谢杳在心里同自己道太子这人惯来礼贤下士,没准儿是她想多了。她如今还担着净虚真人之徒的名号,饶是太子口味再怎么清奇,也犯不上跟她牵扯。
思及此,她咳了两声,“走得虽是水路,可臣女都是待在舱房里头的。何况这为朝廷办事,苦些累些也当得。”
太子没接这话,言归正传到了正事儿上,“宁王最近该有动作,你盯紧些。”
他说着便往回走,谢杳跟在后面,保持着适宜的君臣距离,“宁王这是不打算韬光养晦了?”
太子活动了活动手腕,脚步未停,“是时候断一断他的爪牙了。”
谢杳从东宫出去,一路没再耽搁,径直往尚书府回——出门这一趟还当真是有两分想家的。
马车行至恒桥,却在桥头突然停了下来。谢杳打起帘子来,雁归上前去看过回来道:“世子殿下在前头相候。”

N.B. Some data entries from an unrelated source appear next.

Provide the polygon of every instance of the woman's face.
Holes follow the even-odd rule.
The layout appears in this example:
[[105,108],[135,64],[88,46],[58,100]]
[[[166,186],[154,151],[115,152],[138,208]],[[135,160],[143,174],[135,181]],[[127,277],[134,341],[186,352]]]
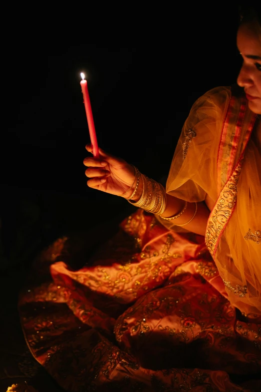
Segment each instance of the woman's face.
[[261,28],[257,26],[255,29],[252,24],[242,24],[236,41],[244,61],[238,84],[244,87],[250,110],[261,114]]

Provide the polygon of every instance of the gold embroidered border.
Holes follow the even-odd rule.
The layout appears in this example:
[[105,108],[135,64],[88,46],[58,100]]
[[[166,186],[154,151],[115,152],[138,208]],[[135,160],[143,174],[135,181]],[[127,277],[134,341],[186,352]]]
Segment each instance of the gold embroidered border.
[[236,284],[234,287],[231,284],[231,282],[228,280],[222,279],[224,284],[228,290],[232,291],[236,295],[239,295],[240,297],[244,297],[247,292],[248,287],[246,286],[240,286],[240,284]]
[[196,136],[195,131],[192,128],[190,128],[187,134],[185,134],[185,141],[182,146],[183,148],[183,159],[186,157],[188,148],[190,145],[191,141],[193,138]]
[[246,240],[254,241],[258,245],[260,245],[261,243],[261,232],[260,230],[258,230],[254,232],[254,234],[252,233],[250,229],[248,229],[248,231],[244,236],[244,238]]
[[242,160],[243,157],[224,186],[208,219],[205,241],[213,258],[221,234],[236,206],[238,193],[236,185],[241,171]]

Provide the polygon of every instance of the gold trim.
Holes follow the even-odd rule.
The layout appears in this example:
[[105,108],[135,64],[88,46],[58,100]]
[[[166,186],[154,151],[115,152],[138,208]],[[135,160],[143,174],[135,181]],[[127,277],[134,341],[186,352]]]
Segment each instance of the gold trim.
[[233,212],[236,202],[237,184],[244,157],[224,187],[210,216],[206,233],[206,244],[214,258],[216,245]]
[[188,150],[190,145],[191,141],[193,138],[196,138],[196,134],[195,131],[192,128],[190,128],[187,134],[185,134],[185,141],[183,143],[182,146],[183,148],[183,159],[186,157],[188,153]]
[[245,240],[254,241],[258,245],[260,245],[261,243],[261,232],[260,230],[257,230],[254,232],[254,234],[252,233],[251,229],[249,229],[248,231],[244,237]]
[[240,284],[236,284],[234,287],[231,284],[231,282],[228,280],[222,279],[226,287],[228,287],[230,291],[232,291],[235,295],[238,295],[240,297],[244,297],[247,293],[248,287],[246,286],[240,286]]

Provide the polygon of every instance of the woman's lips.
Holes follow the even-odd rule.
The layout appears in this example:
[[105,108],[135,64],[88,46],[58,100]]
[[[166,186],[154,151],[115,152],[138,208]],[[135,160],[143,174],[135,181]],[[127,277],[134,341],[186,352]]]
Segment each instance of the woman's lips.
[[250,95],[249,94],[247,94],[246,93],[246,99],[248,100],[248,101],[252,101],[254,99],[256,99],[258,98],[258,97],[253,97],[252,95]]

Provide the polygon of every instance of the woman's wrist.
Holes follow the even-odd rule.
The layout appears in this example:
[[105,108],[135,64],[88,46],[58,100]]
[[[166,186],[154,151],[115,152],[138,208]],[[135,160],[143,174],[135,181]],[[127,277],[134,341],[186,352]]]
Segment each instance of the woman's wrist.
[[[124,199],[130,199],[130,198],[132,196],[132,195],[133,194],[134,192],[136,189],[136,187],[137,186],[137,182],[138,181],[138,176],[137,176],[135,182],[134,183],[134,184],[133,185],[132,189],[127,193],[127,194],[124,195]],[[142,191],[143,191],[142,182],[142,181],[138,181],[138,184],[137,189],[136,190],[135,195],[133,196],[133,197],[132,198],[132,201],[135,202],[139,200],[140,197],[142,197]]]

沈辞在这儿也没等多久,此时双臂撑在青石栏杆上,正捏着张请柬样式的东西看。
他今日着一身银白广袖交领长袍,上绣墨竹,愈发衬得人清贵。此时即便是随意往那一站,在人群里也出挑得很。一些胆大的姑娘路过时忍不住抬眼看他,又羞红着脸匆匆从桥上而下。
谢杳蹑手蹑脚走到他身后,看准时机猛然伸出手去捂他的眼睛。
她还未及开口,便听沈辞唤道:“杳杳。”语气缱绻而笃定——若非早早从脚步声里辨出了她,旁人哪能就这般轻易近他的身。

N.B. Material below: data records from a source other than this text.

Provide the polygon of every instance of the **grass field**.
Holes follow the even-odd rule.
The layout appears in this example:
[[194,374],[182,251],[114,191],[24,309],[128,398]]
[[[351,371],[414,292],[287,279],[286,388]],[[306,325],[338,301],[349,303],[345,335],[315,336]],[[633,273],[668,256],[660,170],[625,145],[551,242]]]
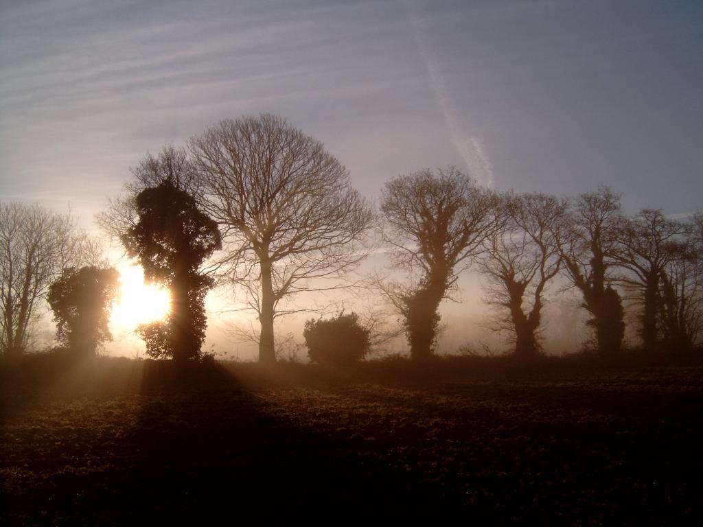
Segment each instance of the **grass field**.
[[698,524],[696,362],[3,363],[0,523]]

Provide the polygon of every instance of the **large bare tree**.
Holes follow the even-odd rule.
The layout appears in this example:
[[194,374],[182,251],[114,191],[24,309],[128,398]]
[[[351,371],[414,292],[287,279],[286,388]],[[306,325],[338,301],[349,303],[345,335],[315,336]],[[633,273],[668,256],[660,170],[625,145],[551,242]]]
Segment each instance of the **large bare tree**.
[[420,170],[386,183],[383,238],[412,284],[385,290],[404,319],[413,358],[432,353],[439,304],[496,228],[495,203],[494,193],[453,167],[437,174]]
[[612,287],[621,217],[620,195],[609,188],[581,194],[572,200],[567,243],[562,247],[565,274],[583,295],[581,305],[591,315],[587,323],[604,355],[618,353],[625,334],[622,301]]
[[479,271],[500,329],[515,338],[515,354],[534,357],[548,282],[562,264],[567,203],[546,194],[508,195],[501,203],[501,228],[486,240]]
[[0,350],[25,352],[49,285],[63,270],[98,263],[96,241],[70,213],[0,203]]
[[263,115],[220,122],[190,142],[201,204],[220,225],[222,268],[261,325],[259,358],[276,360],[284,299],[340,287],[366,256],[370,203],[318,141]]
[[642,306],[640,335],[645,349],[654,349],[659,340],[662,278],[667,267],[683,261],[686,232],[683,222],[666,218],[658,209],[643,209],[618,230],[617,261],[629,271],[621,280],[635,289]]

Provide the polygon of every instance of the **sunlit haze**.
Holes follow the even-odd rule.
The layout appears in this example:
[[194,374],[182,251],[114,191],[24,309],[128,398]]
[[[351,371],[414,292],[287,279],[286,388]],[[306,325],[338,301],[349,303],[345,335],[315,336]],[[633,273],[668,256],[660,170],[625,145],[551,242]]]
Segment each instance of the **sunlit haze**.
[[140,324],[163,318],[170,311],[168,291],[144,282],[137,266],[120,268],[120,294],[112,306],[111,325],[115,331],[131,331]]

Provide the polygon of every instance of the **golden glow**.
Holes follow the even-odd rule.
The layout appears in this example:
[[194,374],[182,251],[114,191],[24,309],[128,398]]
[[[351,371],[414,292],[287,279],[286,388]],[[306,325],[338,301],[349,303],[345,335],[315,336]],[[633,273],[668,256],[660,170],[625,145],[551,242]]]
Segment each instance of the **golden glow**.
[[139,324],[162,319],[171,311],[169,292],[145,284],[141,267],[120,268],[120,295],[112,304],[111,321],[115,326],[131,330]]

谢杳叹了一口气,悻悻松手,回回都被他猜出来委实半点成就感都没有。“罢了罢了。你这是有何事,偏生要半道拦我?”
沈辞将手中请柬递给她,“宫中遇着了宁王,先是当面请了我,我不好在宫里头下他面子便先应了下来,而后他又托我将你这份儿请柬捎给你。我估摸着你也正是该与他正面见一见的时候,便没推拒。”

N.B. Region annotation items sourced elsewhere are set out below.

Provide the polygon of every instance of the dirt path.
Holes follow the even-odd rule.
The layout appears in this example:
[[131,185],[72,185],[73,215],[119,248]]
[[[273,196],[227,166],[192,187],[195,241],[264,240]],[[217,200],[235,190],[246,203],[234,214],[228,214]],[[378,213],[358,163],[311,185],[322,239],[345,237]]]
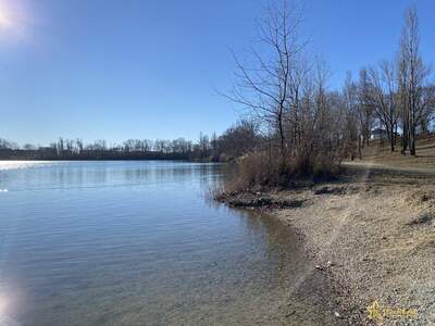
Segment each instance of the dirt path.
[[[303,237],[313,262],[289,289],[294,324],[435,325],[434,171],[370,163],[344,167],[334,183],[257,193],[274,203],[302,202],[271,209]],[[313,312],[302,309],[300,298],[312,294],[307,286],[312,279],[323,279],[334,293],[319,294],[327,317],[312,318]],[[322,293],[322,285],[318,288]]]
[[343,166],[345,167],[357,167],[357,168],[368,168],[368,170],[389,170],[396,172],[409,172],[417,174],[435,174],[435,168],[431,167],[414,167],[414,166],[393,166],[381,163],[372,163],[366,161],[349,161],[344,162]]

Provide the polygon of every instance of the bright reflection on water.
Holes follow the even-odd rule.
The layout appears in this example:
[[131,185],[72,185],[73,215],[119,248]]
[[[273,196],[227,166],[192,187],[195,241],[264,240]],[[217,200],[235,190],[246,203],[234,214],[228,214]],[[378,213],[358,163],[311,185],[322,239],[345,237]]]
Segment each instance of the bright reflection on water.
[[1,325],[282,322],[293,235],[207,201],[222,166],[8,164],[0,162],[0,189],[9,190],[0,192]]

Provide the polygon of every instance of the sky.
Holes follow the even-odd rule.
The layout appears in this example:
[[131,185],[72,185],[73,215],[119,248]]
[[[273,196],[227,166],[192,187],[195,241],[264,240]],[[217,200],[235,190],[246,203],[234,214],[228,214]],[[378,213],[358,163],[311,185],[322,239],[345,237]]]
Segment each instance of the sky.
[[[273,1],[273,0],[271,0]],[[0,138],[197,140],[241,108],[231,50],[246,53],[269,0],[0,0]],[[433,0],[306,0],[301,34],[338,89],[347,71],[393,59],[415,4],[435,59]]]

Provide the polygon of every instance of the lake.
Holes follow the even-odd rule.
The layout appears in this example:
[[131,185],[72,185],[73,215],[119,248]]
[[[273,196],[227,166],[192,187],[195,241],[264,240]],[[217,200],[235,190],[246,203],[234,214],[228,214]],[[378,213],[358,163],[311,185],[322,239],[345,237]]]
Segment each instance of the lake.
[[0,162],[1,325],[276,325],[298,242],[219,164]]

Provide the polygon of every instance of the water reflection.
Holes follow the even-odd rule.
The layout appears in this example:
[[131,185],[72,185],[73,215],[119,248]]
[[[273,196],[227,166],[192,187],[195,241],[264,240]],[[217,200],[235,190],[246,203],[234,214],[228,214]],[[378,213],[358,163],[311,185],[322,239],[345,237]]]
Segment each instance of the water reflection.
[[[0,292],[20,325],[263,324],[295,235],[210,204],[216,164],[58,162],[0,171]],[[7,289],[8,288],[8,289]],[[2,291],[2,289],[4,291]],[[25,294],[24,294],[25,293]]]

谢杳接过来仔细看了看,这宴会用的是接风洗尘的由头,又是借沈辞的手给她,她便是顾及着与沈辞这同去赈灾的“同僚之谊”,也合该去的。
宁王明面儿上的意思是想拉拢她和沈辞这两位功臣,可谢杳用指甲琢磨都知道不对劲。
她和沈辞心知肚明其中必有蹊跷,可也正因如此,才更该去这一趟。
请柬写得讲究,连用的墨亦是掺了金粉的,足见宁王的重视。谢杳捏着请柬却笑了两声,摇摇头低声道:“宁王火候还是差着。”